Drupal File (Field) Paths module 7.x prior to 7.1.3 allows authenticated users to disclose other users' private files through filename-collision uploads that manipulate file URI processing, causing hook_node_insert() consumers such as email attachment modules to access incorrect file URIs and bypass access controls on sensitive files. The vulnerability affects the Drupal File (Field) Paths package as confirmed via CPE cpe:2.3:a:drupal:drupal_file_(field)_paths:*:*:*:*:*:*:*:*. No public exploit code or active exploitation data has been identified at the time of analysis.

Malformed DICOM files with non-standard VR types trigger uncontrolled memory allocation in Grassroots DICOM (GDCM) library, enabling remote denial-of-service attacks without authentication. CISA ICS-CERT issued an ICSMA advisory (26-083-01) highlighting impacts to medical imaging systems that rely on GDCM for DICOM parsing. The vulnerability allows heap exhaustion from a single malicious file read operation, with CVSS 7.5 (High severity, network-accessible, no privileges required). No public exploit identified at time of analysis.

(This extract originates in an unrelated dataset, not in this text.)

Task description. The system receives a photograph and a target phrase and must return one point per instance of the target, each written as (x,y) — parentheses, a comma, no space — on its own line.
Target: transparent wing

An out-of-bounds read vulnerability in the UPnP service of TP-Link TL-WR841N v14 routers enables adjacent network attackers to crash the UPnP daemon without authentication, resulting in denial of service. Affected devices include firmware versions prior to EN_0.9.1 4.19 Build 260303 and US_0.9.1.4.19 Build 260312. Vendor patches are available. No public exploit identified at time of analysis, with CVSS:4.0 scoring 7.1 (High) reflecting adjacent network access requirements and high availability impact.

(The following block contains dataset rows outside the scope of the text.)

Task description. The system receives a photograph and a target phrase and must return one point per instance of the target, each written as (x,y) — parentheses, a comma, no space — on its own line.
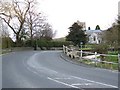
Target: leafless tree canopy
(23,20)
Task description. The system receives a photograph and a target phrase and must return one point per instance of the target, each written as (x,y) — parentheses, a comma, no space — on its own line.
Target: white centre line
(77,84)
(62,83)
(95,82)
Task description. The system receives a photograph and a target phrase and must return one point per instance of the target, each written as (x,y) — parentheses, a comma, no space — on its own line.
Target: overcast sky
(61,14)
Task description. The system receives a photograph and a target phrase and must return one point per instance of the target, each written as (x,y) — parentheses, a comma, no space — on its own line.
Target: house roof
(93,31)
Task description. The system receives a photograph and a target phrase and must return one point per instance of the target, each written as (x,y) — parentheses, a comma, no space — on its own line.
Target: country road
(46,69)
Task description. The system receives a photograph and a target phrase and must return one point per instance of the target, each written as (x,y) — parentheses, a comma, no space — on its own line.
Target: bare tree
(34,23)
(47,32)
(14,14)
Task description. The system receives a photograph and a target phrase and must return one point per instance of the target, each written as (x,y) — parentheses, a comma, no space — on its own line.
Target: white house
(94,36)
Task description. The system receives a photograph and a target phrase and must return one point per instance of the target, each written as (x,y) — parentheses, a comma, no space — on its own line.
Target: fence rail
(79,54)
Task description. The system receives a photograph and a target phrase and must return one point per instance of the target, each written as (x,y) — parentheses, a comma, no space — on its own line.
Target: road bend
(46,69)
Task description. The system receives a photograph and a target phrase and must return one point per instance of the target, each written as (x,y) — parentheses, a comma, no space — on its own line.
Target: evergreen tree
(76,34)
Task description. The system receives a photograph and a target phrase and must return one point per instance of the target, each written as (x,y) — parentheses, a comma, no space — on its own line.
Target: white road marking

Improper handling of zero-length input in the libssh ssh_get_hexa() function enables remote denial of service against SSH daemons with GSSAPI authentication enabled and packet-level logging active (SSH_LOG_PACKET or higher verbosity). Unauthenticated remote attackers can trigger a per-connection daemon process crash by sending specially crafted GSSAPI authentication packets containing malformed OID data, affecting Red Hat Enterprise Linux versions 6 through 10 and OpenShift Container Platform 4. CVSS 6.5 (network-accessible, low complexity, partial integrity and availability impact); no public exploit code or active exploitation confirmed at time of analysis.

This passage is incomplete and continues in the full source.